Writing and Peer Feedback
As one of the language skills, writing is treated as a branch of competence developed in the language department, in my college as well. More than three years I teach English writing to my students, it is still difficult to find suitable approach to develop their writing. In one case, I believe that students’ knowledge on the English structure, including morphology and syntax, plays important roles; in the other side, they perhaps need more supplements to encourage their writing motivation.
I tried some approaches, asking them to write their own perception about certain phenomena, daily activity, free expression, diary, but none was seemed motivational. One thing inspired me, then, I should look another way.
One year ago, I did research in other region in Indonesia. The research was conducted under my supervisors’ guidance, who didn’t respect the approach I took that time at all. Fifteen students were involved into my research; I investigated the application of peer feedback which my supervisor said “not better than teacher feedback”. Surprisingly, I found that peer feedback was good, even in two ways. First, peer feedback encourages students’ writing skill, and second reading skill. This is, actually, had been revealed by researchers like Rollinson and Kurt and Atay with similar conclusion.

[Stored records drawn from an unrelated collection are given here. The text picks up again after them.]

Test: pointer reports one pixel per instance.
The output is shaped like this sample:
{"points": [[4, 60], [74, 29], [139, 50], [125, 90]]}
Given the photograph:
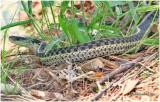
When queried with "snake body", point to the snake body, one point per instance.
{"points": [[97, 48]]}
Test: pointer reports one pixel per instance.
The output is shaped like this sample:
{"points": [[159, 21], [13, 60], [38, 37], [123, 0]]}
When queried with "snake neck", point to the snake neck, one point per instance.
{"points": [[143, 26]]}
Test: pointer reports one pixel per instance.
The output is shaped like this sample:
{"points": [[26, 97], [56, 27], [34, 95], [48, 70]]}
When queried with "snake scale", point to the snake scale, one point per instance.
{"points": [[97, 48]]}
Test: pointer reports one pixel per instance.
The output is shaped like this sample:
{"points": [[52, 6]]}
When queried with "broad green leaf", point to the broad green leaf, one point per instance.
{"points": [[64, 6], [47, 3], [51, 44], [74, 31]]}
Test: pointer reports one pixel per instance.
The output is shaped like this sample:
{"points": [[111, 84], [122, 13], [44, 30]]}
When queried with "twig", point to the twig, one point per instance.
{"points": [[98, 95], [122, 68]]}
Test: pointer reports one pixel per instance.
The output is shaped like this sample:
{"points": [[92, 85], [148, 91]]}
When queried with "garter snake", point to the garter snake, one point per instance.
{"points": [[97, 48]]}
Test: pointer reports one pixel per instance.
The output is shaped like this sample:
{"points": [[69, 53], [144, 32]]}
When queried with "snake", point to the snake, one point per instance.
{"points": [[81, 52]]}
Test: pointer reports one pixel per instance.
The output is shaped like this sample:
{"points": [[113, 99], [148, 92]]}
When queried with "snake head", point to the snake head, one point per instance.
{"points": [[28, 42]]}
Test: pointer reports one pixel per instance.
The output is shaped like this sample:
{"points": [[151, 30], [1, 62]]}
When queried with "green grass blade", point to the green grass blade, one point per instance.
{"points": [[151, 42]]}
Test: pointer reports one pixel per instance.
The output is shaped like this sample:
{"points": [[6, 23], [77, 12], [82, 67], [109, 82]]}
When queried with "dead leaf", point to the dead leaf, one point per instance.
{"points": [[46, 95], [129, 85]]}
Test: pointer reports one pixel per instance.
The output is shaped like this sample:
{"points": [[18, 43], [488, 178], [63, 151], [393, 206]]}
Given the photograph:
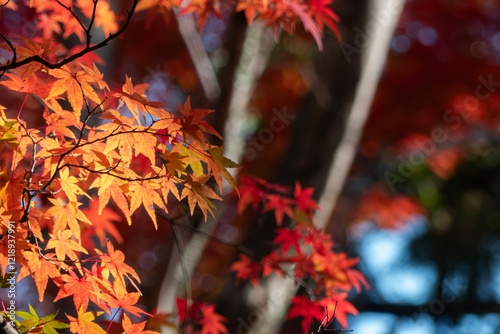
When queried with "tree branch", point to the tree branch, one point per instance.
{"points": [[15, 64]]}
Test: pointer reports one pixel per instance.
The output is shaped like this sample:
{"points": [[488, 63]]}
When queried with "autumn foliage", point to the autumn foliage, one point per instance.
{"points": [[104, 147]]}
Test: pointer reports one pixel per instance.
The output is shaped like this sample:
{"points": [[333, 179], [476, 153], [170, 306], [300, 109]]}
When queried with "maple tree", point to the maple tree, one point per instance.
{"points": [[100, 147]]}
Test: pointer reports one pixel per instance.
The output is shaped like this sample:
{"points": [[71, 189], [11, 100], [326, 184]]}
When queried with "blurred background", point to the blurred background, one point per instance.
{"points": [[396, 127]]}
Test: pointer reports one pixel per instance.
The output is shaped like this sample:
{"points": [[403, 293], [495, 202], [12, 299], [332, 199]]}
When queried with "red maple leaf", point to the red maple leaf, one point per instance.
{"points": [[303, 199], [309, 310], [212, 323], [247, 269], [287, 238], [280, 205]]}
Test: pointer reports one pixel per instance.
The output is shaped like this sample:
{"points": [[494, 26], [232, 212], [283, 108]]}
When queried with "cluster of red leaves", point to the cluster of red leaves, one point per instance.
{"points": [[313, 14], [202, 314], [303, 247]]}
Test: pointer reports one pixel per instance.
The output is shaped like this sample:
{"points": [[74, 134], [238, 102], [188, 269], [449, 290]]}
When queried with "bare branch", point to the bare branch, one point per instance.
{"points": [[87, 49]]}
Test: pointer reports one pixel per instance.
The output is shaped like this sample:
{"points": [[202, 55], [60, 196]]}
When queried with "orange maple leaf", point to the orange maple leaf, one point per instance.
{"points": [[85, 323], [113, 263], [64, 245], [67, 215], [82, 290], [75, 85], [145, 193], [138, 328], [120, 298], [212, 323], [41, 269], [102, 222]]}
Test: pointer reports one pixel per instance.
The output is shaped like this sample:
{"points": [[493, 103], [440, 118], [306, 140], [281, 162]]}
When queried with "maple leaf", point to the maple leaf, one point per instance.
{"points": [[75, 85], [120, 298], [35, 324], [10, 189], [145, 193], [104, 17], [280, 205], [41, 270], [303, 198], [387, 210], [138, 328], [67, 216], [287, 238], [247, 269], [136, 100], [64, 246], [212, 323], [193, 310], [102, 222], [218, 165], [158, 320], [82, 290], [58, 123], [309, 310], [85, 324], [109, 188], [113, 263], [198, 193]]}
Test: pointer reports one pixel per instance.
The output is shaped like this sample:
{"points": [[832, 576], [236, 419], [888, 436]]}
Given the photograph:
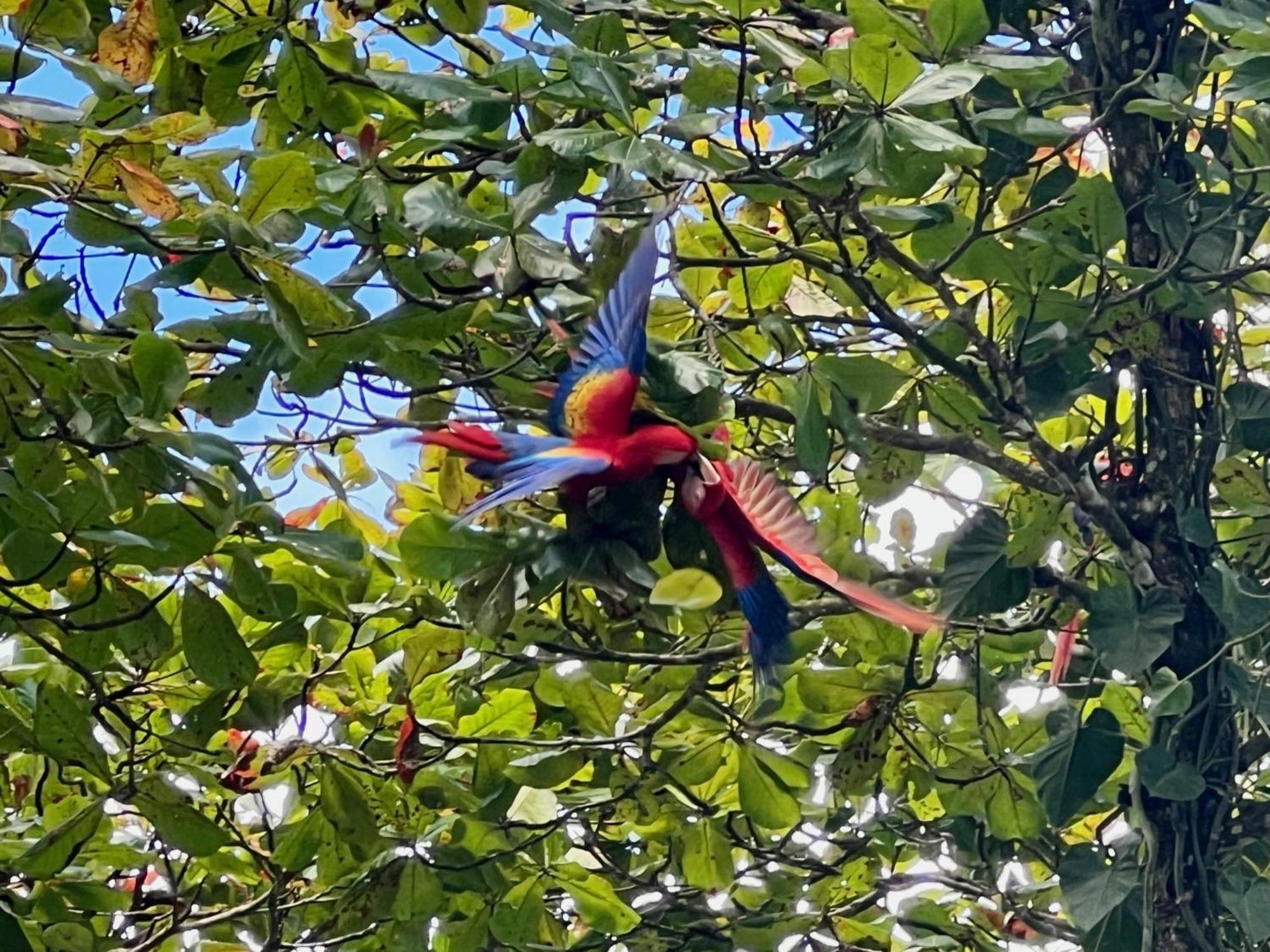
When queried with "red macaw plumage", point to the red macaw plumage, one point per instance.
{"points": [[590, 410], [1064, 645], [525, 465], [746, 508]]}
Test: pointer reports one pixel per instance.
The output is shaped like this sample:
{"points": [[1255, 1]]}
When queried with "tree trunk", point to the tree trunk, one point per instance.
{"points": [[1180, 909]]}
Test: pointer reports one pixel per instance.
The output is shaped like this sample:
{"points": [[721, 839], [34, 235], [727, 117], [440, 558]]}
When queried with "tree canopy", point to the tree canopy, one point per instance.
{"points": [[982, 279]]}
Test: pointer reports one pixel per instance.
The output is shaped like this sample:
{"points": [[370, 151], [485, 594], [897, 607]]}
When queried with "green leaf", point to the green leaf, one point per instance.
{"points": [[877, 64], [55, 851], [874, 17], [1095, 883], [545, 770], [599, 904], [1169, 696], [1013, 809], [509, 713], [297, 845], [63, 725], [603, 80], [868, 381], [344, 801], [761, 287], [177, 823], [1028, 74], [303, 86], [12, 935], [460, 15], [1078, 760], [977, 575], [162, 373], [707, 861], [764, 789], [1249, 899], [1241, 485], [1240, 602], [432, 549], [957, 23], [1130, 633], [443, 215], [933, 138], [214, 649], [279, 182], [690, 589], [711, 83], [939, 85], [420, 894], [1166, 777], [1250, 406], [69, 937], [812, 431]]}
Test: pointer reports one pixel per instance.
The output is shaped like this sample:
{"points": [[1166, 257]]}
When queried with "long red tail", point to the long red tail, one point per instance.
{"points": [[471, 441], [886, 608]]}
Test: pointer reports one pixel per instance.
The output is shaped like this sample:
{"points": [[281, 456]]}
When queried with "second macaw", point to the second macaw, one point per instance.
{"points": [[525, 465], [746, 509], [590, 412]]}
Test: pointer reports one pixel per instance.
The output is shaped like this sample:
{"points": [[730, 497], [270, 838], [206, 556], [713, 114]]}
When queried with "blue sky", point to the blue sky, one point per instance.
{"points": [[107, 276]]}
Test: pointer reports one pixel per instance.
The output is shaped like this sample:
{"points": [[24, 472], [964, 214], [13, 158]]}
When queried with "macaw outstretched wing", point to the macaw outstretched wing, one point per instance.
{"points": [[784, 532], [526, 475], [596, 394]]}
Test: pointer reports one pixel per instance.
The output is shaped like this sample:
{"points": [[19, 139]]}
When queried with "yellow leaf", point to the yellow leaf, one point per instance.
{"points": [[148, 191], [355, 471], [515, 18], [128, 46], [686, 588], [338, 18]]}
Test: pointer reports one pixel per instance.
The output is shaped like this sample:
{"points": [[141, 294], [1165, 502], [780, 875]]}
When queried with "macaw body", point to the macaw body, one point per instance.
{"points": [[765, 607], [746, 509], [525, 465], [590, 410]]}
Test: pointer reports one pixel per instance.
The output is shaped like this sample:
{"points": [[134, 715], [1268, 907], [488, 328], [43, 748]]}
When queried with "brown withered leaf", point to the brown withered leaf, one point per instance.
{"points": [[128, 46], [148, 191]]}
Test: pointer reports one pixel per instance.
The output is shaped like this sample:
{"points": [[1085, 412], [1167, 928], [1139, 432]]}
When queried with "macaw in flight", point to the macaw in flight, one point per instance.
{"points": [[591, 410], [745, 508]]}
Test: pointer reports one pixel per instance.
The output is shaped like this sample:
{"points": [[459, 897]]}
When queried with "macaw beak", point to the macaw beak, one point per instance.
{"points": [[697, 486], [694, 493]]}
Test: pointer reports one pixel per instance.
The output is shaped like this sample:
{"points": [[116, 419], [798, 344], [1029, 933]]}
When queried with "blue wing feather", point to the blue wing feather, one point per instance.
{"points": [[528, 475], [618, 339], [769, 615]]}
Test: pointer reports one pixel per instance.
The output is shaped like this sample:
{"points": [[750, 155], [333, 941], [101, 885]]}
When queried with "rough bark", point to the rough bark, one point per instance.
{"points": [[1130, 37]]}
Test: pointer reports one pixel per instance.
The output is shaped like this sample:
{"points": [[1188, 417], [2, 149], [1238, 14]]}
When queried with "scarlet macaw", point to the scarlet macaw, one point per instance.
{"points": [[745, 508], [590, 412]]}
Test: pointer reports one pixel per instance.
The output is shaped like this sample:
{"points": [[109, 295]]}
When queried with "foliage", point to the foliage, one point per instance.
{"points": [[943, 245]]}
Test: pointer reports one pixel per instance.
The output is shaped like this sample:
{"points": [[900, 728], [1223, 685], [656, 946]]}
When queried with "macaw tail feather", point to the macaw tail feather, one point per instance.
{"points": [[890, 610], [471, 441], [769, 626], [783, 530], [1064, 647], [483, 469]]}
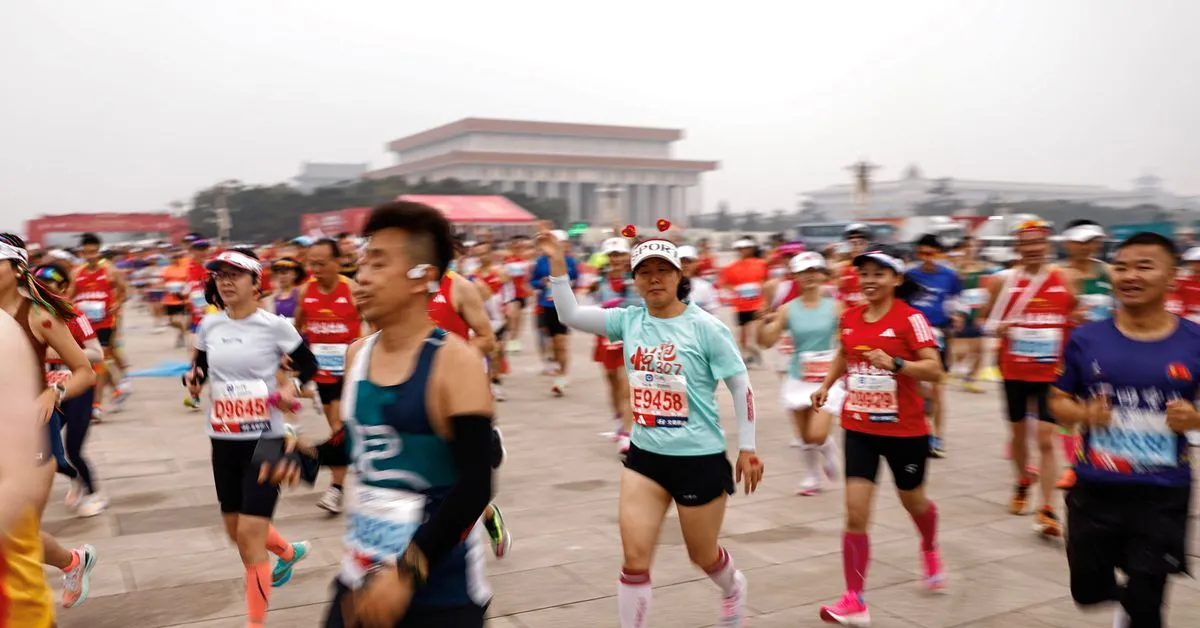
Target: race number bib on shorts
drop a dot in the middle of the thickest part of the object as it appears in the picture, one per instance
(381, 524)
(95, 311)
(1137, 440)
(659, 400)
(330, 358)
(748, 291)
(815, 365)
(874, 395)
(240, 407)
(1039, 346)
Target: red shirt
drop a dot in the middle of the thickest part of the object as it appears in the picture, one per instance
(330, 323)
(443, 312)
(1032, 347)
(880, 401)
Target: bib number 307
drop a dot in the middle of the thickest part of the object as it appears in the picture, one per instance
(659, 400)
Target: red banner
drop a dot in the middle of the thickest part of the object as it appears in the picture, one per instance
(173, 227)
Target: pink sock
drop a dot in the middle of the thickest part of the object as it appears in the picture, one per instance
(724, 574)
(856, 554)
(276, 545)
(927, 525)
(258, 591)
(634, 598)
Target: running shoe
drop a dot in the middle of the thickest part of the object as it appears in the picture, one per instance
(1020, 497)
(282, 572)
(733, 606)
(498, 533)
(935, 576)
(331, 501)
(1067, 480)
(75, 582)
(851, 610)
(935, 447)
(1047, 522)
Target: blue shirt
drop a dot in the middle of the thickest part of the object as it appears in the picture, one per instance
(936, 287)
(1139, 378)
(541, 271)
(675, 365)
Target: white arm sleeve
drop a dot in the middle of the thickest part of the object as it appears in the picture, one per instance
(743, 407)
(585, 318)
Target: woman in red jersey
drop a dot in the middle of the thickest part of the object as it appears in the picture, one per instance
(887, 347)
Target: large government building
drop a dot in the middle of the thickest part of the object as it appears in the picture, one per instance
(605, 173)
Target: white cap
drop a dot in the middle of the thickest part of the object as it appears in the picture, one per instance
(807, 261)
(615, 245)
(1084, 233)
(655, 247)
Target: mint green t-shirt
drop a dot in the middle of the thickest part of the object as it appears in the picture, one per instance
(673, 366)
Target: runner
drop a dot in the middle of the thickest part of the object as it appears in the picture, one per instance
(1029, 311)
(744, 279)
(238, 351)
(419, 436)
(99, 292)
(25, 599)
(677, 354)
(1131, 383)
(329, 321)
(43, 317)
(887, 348)
(937, 299)
(549, 320)
(616, 289)
(1084, 240)
(810, 322)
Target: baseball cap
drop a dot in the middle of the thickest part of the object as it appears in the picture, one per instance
(807, 261)
(655, 247)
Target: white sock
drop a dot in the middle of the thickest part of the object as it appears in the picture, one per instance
(634, 599)
(725, 574)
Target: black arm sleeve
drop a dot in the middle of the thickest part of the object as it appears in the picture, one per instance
(304, 363)
(459, 513)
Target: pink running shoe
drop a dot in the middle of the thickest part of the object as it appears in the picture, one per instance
(935, 576)
(850, 611)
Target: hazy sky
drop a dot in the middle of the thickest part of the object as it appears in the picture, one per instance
(129, 105)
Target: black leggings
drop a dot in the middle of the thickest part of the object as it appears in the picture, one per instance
(76, 422)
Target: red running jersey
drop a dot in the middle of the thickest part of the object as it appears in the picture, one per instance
(880, 401)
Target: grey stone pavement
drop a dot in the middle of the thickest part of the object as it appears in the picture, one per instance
(165, 560)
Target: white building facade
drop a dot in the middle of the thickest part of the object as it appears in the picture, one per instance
(582, 165)
(897, 198)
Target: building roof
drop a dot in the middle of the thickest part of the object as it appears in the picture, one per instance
(463, 157)
(529, 127)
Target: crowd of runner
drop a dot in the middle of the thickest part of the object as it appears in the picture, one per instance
(400, 338)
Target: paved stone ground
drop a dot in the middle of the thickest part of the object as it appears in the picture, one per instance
(165, 560)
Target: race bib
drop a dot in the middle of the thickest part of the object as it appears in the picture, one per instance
(330, 358)
(1096, 306)
(240, 407)
(95, 311)
(815, 365)
(1041, 346)
(1138, 437)
(748, 291)
(659, 400)
(379, 525)
(874, 395)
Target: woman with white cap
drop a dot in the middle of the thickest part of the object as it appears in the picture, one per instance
(811, 321)
(887, 348)
(239, 351)
(676, 354)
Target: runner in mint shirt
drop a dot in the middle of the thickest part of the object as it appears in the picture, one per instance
(675, 356)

Rollinson argues that peer feedback makes students critically read their peer’s writing; and therefore peer feedback trains students to be critical readers. Kurt and Atay , argue that peer feedback trains students to be better in writing and reading altogether. My research revealed that the students’ writing skill develop as their reading skill develop. Their reading skill was encouraged by their role as “the mistake searcher”. Since they were required to find mistakes in their peer’s writing, they were aware that they should be critically read their peer’s writing.
That research, likely, told me that peer feedback is very useful to my students. The participants of that research were not my on students. My students’ English skill is under my participants’; at least which is my view at glance; to discuss it now is not needed. However, I know that my participants are cleverer than my students; it must be caused by the difference of the learning way between them.
Coming back to my students after graduation, I took one semester in teaching writing. Surprisingly, students’ writing skill is still poor. Using peer feedback in teaching them writing might be “dangerous”, since peer feedback requires critical thinking as critical reading. How can they identify mistakes if their knowledge of English structure (about which correct is and which incorrect is) is under average? That is my question which takes me to do this research.
This research, actually, should be entitled “Peer Feedback: An Implication on the Low English Mastery students”. However, avoiding to be said “intimidate”, this research is then entitled as what can be read. I would like to reinvestigate peer feedback, in the context of low English skill mastery. Peer feedback, which was originally used for L1 , is now being implemented into L2 classroom, where the students’ mastery of English is low.